One of the biggest mistakes I see many of my clients make about exercise is that they display all-or-nothing thinking about what exercise entails. Last fall, my client Mark was going on long walks for exercise. Most days he would go for at least an hour, sometimes upwards of two hours. Over the long and snowy winter, Mark fell out of the habit of walking outside. As the temperatures started rising and the snow melted the past few months, I asked Mark if he had gotten back to walking. He admitted that he hadn’t. His schedule had shifted, and he was much busier at work. Mark told me that he hadn’t been able to carve out an hour, let alone two hours, any day.

This was classic all-or-nothing thinking! Mark had it in his head that a walk was at least an hour long. If he didn’t have an hour, then he couldn’t do anything. I reminded Mark that there were 59 other options between a 60-minute walk and a 0-minute walk, and that anything was better nothing. A five-minute walk was better than a zero-minute walk! Mark and I agreed that it was actually important for him to schedule in some smaller walks throughout the week, even if he had time for a longer one. This would teach him that a walk could be any length of time.

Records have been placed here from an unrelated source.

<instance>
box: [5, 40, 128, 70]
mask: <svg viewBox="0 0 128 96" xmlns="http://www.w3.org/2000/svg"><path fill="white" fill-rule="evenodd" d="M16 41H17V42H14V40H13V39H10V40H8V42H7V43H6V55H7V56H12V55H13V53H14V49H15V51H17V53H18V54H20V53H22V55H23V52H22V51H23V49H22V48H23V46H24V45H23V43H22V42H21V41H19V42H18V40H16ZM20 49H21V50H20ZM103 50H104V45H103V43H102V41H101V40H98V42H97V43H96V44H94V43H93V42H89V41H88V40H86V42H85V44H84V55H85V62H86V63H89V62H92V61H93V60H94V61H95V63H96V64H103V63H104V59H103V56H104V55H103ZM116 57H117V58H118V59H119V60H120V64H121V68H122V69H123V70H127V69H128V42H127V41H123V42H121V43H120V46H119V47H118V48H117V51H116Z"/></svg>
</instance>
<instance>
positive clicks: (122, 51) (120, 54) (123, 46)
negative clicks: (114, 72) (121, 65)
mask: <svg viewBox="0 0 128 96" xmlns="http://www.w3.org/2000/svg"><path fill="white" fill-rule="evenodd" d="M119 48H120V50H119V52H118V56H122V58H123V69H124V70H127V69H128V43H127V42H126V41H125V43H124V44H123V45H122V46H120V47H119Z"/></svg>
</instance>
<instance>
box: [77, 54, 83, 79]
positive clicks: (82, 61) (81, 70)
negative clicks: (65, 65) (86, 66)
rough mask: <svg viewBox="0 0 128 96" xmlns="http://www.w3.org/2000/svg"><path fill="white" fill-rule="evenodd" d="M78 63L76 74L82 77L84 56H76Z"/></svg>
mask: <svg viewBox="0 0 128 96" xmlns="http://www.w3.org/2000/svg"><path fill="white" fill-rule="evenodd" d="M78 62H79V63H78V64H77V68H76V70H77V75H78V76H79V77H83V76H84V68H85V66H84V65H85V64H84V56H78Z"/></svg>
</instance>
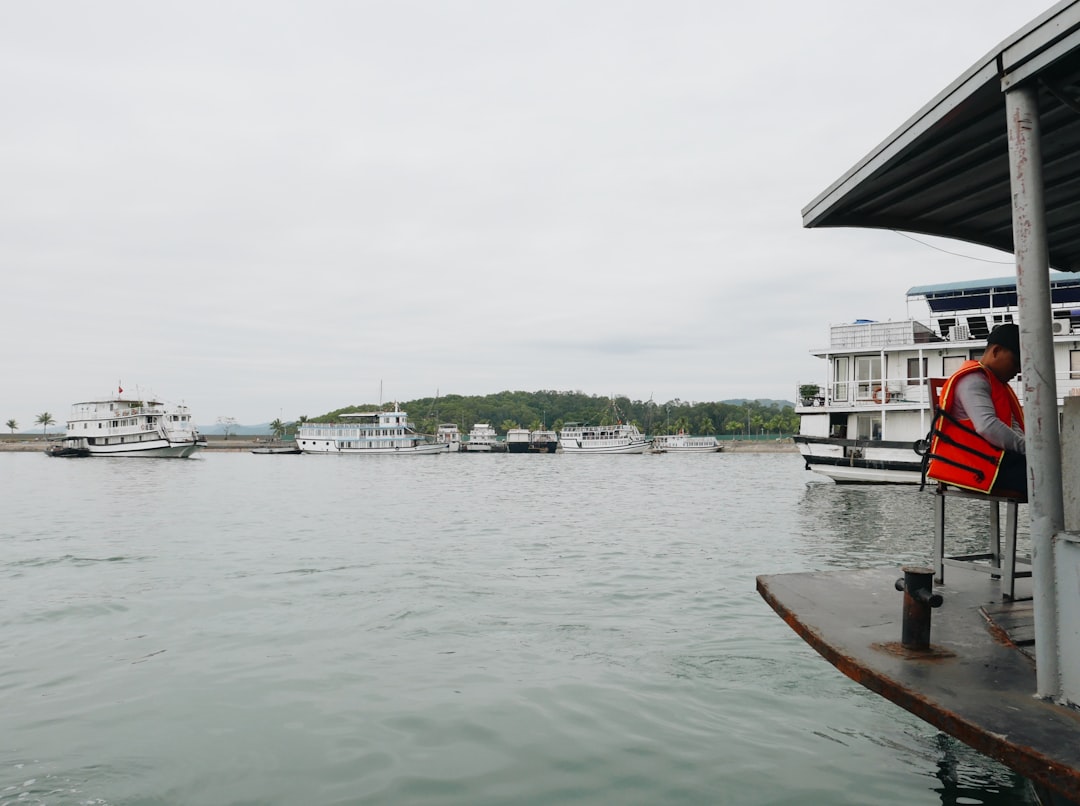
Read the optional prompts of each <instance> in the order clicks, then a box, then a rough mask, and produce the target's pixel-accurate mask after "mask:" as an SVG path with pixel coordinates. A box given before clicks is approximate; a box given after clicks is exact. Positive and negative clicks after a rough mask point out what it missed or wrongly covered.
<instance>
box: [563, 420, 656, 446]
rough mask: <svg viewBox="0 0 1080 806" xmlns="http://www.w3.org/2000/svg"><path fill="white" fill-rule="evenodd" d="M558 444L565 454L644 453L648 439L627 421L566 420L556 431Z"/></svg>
mask: <svg viewBox="0 0 1080 806" xmlns="http://www.w3.org/2000/svg"><path fill="white" fill-rule="evenodd" d="M558 444H559V447H562V448H563V453H566V454H644V453H645V452H646V449H648V447H649V440H647V439H646V438H645V434H643V433H642V432H640V431H638V430H637V426H634V425H631V424H627V422H617V424H615V425H610V426H589V425H585V424H583V422H567V424H566V425H564V426H563V430H562V431H559V432H558Z"/></svg>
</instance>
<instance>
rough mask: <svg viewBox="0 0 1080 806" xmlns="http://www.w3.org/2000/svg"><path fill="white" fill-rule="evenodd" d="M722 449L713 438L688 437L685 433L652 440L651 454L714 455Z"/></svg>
mask: <svg viewBox="0 0 1080 806" xmlns="http://www.w3.org/2000/svg"><path fill="white" fill-rule="evenodd" d="M723 449H724V446H723V445H720V442H719V440H717V439H716V438H715V436H688V435H687V434H685V433H681V432H680V433H677V434H661V435H659V436H653V438H652V447H650V448H649V453H652V454H667V453H672V454H715V453H718V452H720V451H723Z"/></svg>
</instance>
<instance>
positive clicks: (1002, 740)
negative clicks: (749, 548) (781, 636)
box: [757, 576, 1080, 803]
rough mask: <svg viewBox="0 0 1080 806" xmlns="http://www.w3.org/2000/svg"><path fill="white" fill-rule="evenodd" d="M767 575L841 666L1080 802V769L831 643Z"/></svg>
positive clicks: (970, 741) (915, 709)
mask: <svg viewBox="0 0 1080 806" xmlns="http://www.w3.org/2000/svg"><path fill="white" fill-rule="evenodd" d="M765 580H766V577H765V576H759V577H758V578H757V592H758V593H759V594H760V595H761V599H764V600H765V601H766V603H768V605H769V606H770V607H771V608H772V609H773V610H774V612H775V613H777V615H779V616H780V617H781V618H782V619H783V620H784V622H785V623H786V624H787V626H788V627H791V628H792V629H793V630H794V631H795V633H796V634H797V635H798V636H799V637H801V639H802V640H804V641H805V642H806V643H807V644H809V645H810V646H811V647H812V648H813V649H814V651H816V653H818V654H819V655H821V656H822V657H823V658H824V659H825V660H827V661H828V662H829V663H832V664H833V666H834V667H836V668H837V669H838V670H839V671H840V672H842V673H843V674H845V675H846V676H847V677H849V679H851V680H852V681H854V682H855V683H858V684H859V685H861V686H864V687H865V688H868V689H869V690H872V691H874V693H875V694H878V695H880V696H881V697H883V698H885V699H887V700H889V701H890V702H892V703H894V704H896V706H900V707H901V708H903V709H904V710H905V711H908V712H909V713H913V714H915V715H916V716H918V717H919V718H920V720H922V721H923V722H928V723H930V724H931V725H933V726H934V727H936V728H939V729H941V730H944V731H945V733H946V734H948V735H949V736H953V737H955V738H956V739H959V740H960V741H962V742H963V743H964V744H968V745H969V747H971V748H974V749H975V750H977V751H978V752H980V753H983V754H984V755H987V756H989V757H990V758H994V760H995V761H998V762H1000V763H1001V764H1004V765H1005V766H1007V767H1009V768H1010V769H1012V770H1014V771H1016V773H1017V774H1018V775H1021V776H1023V777H1024V778H1027V779H1029V780H1031V781H1037V782H1038V783H1041V784H1042V785H1044V787H1047V788H1048V789H1051V790H1053V791H1054V792H1055V793H1057V794H1059V795H1062V796H1063V797H1067V798H1069V800H1070V801H1074V802H1077V803H1080V770H1077V769H1074V768H1072V767H1069V766H1066V765H1064V764H1061V763H1059V762H1056V761H1054V760H1053V758H1048V757H1047V756H1045V755H1042V754H1041V753H1038V752H1036V751H1035V750H1032V749H1031V748H1029V747H1027V745H1024V744H1016V743H1013V742H1010V741H1008V740H1005V739H1004V738H1003V737H1001V736H999V735H997V734H993V733H990V731H988V730H986V729H984V728H983V727H982V726H980V725H977V724H975V723H972V722H970V721H968V720H963V718H960V717H959V716H957V715H956V714H954V713H951V712H948V711H945V710H944V709H943V708H941V707H939V706H937V704H935V703H934V702H932V701H930V700H928V699H927V698H924V697H921V696H919V695H918V694H916V693H915V691H913V690H910V689H908V688H906V687H904V686H903V685H901V684H900V683H897V682H896V681H895V680H893V679H891V677H889V676H887V675H885V674H881V673H879V672H876V671H875V670H873V669H869V668H868V667H864V666H861V664H859V663H856V662H855V661H853V660H852V659H851V658H849V657H848V656H846V655H843V654H842V653H840V651H839V650H837V649H836V648H835V647H834V646H832V645H831V644H829V643H828V642H827V641H825V639H824V637H823V636H822V635H820V634H819V633H818V632H816V631H815V630H813V629H812V628H810V627H809V626H807V624H805V623H802V622H801V621H800V620H799V618H798V616H796V614H795V613H793V612H792V610H791V609H788V608H787V607H785V606H784V605H783V604H781V602H780V601H779V600H778V599H777V597H775V596H773V595H772V593H771V592H770V591H769V589H768V586H767V583H766V581H765Z"/></svg>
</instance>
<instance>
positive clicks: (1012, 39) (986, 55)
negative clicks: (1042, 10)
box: [802, 0, 1080, 228]
mask: <svg viewBox="0 0 1080 806" xmlns="http://www.w3.org/2000/svg"><path fill="white" fill-rule="evenodd" d="M1078 26H1080V3H1077V0H1062V2H1058V3H1057V4H1056V5H1054V6H1052V8H1051V9H1049V10H1048V11H1045V12H1043V13H1042V14H1041V15H1039V16H1038V17H1036V18H1035V19H1034V21H1031V22H1030V23H1028V24H1027V25H1025V26H1024V27H1023V28H1021V29H1020V30H1018V31H1016V32H1015V33H1013V35H1012V36H1010V37H1008V38H1007V39H1004V40H1002V41H1001V42H1000V43H999V44H998V45H997V46H996V48H995V49H994V50H991V51H990V52H989V53H987V54H986V55H984V56H983V57H982V58H980V59H978V61H976V62H975V64H974V65H973V66H972V67H970V68H969V69H968V70H966V71H964V72H963V73H961V75H960V77H959V78H958V79H956V80H955V81H953V82H951V83H950V84H949V85H948V86H946V88H945V89H944V90H943V91H942V92H940V93H939V94H937V95H935V96H934V97H933V98H932V99H931V100H930V102H929V103H928V104H926V105H924V106H923V107H922V108H921V109H919V111H917V112H916V113H915V115H914V116H912V117H910V118H908V120H907V121H905V122H904V123H903V124H902V125H901V126H900V127H899V129H896V130H895V131H894V132H893V133H892V134H891V135H889V137H887V138H886V139H885V140H882V142H881V143H880V144H878V146H877V147H876V148H874V149H873V150H872V151H870V152H869V153H868V155H867V156H866V157H864V158H863V159H862V160H860V161H859V162H858V163H856V164H855V165H854V166H853V167H852V169H851V170H849V171H848V172H847V173H845V174H843V175H842V176H841V177H840V178H839V179H837V180H836V182H834V183H833V184H832V185H831V186H829V187H828V188H826V189H825V190H824V191H823V192H822V193H820V194H819V196H818V197H816V198H815V199H814V200H813V201H811V202H810V203H809V204H808V205H807V206H806V207H804V209H802V226H804V227H807V228H813V227H818V226H829V224H828V221H827V220H826V219H827V217H828V214H829V213H831V212H832V211H833V209H834V207H835V206H836V205H837V204H838V202H839V201H840V200H841V199H842V198H843V197H845V196H846V194H847V193H848V192H850V191H851V190H852V189H854V188H855V187H858V186H859V184H860V183H861V182H863V180H864V179H865V178H866V177H868V176H870V175H872V174H873V173H874V172H875V171H877V170H878V169H880V167H881V166H882V165H885V164H886V163H887V162H888V161H889V160H890V159H892V158H894V157H895V156H896V155H897V153H900V152H901V151H902V150H903V149H905V148H907V147H908V146H910V145H912V144H913V143H914V142H915V140H916V139H917V138H918V137H919V136H920V135H921V134H923V133H924V132H926V131H928V130H929V129H930V127H931V126H933V125H934V124H936V123H939V122H940V121H942V120H943V119H944V118H945V116H946V115H948V113H949V112H950V111H953V110H954V109H956V108H957V107H958V106H960V105H961V104H963V103H964V102H966V100H968V99H969V98H971V97H972V96H973V95H974V94H975V93H977V92H980V91H985V90H987V89H994V90H996V91H999V92H1000V91H1001V84H1002V79H1003V75H1004V73H1008V71H1010V70H1016V69H1017V68H1020V67H1021V66H1022V65H1024V64H1026V63H1028V62H1030V61H1032V59H1034V61H1035V62H1036V64H1039V63H1040V62H1041V59H1040V58H1039V56H1040V55H1041V54H1042V53H1043V52H1044V51H1047V50H1051V49H1054V46H1055V44H1056V43H1059V42H1061V40H1062V39H1063V38H1064V37H1067V36H1069V35H1072V36H1076V35H1077V31H1076V30H1075V29H1076V28H1077V27H1078ZM1021 72H1024V71H1023V70H1022V71H1021ZM1002 116H1004V109H1003V108H1002Z"/></svg>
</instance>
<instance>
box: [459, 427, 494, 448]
mask: <svg viewBox="0 0 1080 806" xmlns="http://www.w3.org/2000/svg"><path fill="white" fill-rule="evenodd" d="M498 443H499V438H498V434H497V433H496V431H495V429H494V428H492V427H491V425H490V424H489V422H476V424H474V425H473V427H472V428H471V429H470V431H469V439H468V440H467V441H465V442H463V443H462V447H461V449H462V451H464V452H465V453H467V454H469V453H484V454H489V453H491V452H492V451H496V449H498Z"/></svg>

When I started working with my client Rachel, she told me that she signed up for a marathon for the past three years to motivate herself to train and start exercising. Because the idea of doing a marathon was so overwhelming, she ended up doing nothing each time. Much like Mark, Rachel needed to start small and prove to herself that exercise could be anything; it didn’t have to be a marathon. She decided to sign up for a 5K instead. For the first time in several years, she was able to start training and get back to exercise.Woman hiking and thinking

I also saw all-or-nothing exercise thinking in my client Jen. Like Rachel, Jen used to be a big runner, but she slowly stopped running and gained a lot of weight. Jen wanted to get back to exercise, but every time she tried, she got demoralized from how hard it felt. Wanting to immediately be as fit as she used to be stopped Jen from doing anything, so we worked hard on not comparing where she was today to where she had been years ago. Jen was able to let go of her expectations on where she thought she “should” be and start small. She was able to return to a much stronger level of fitness over time.

If you tend have all-or-nothing thinking about exercise, start small! Even if you have the time to do more, prove to yourself that exercise can be any amount of time and break the thinking pattern that says exercise must be long, hard, or very rigorous. Anything is better than nothing!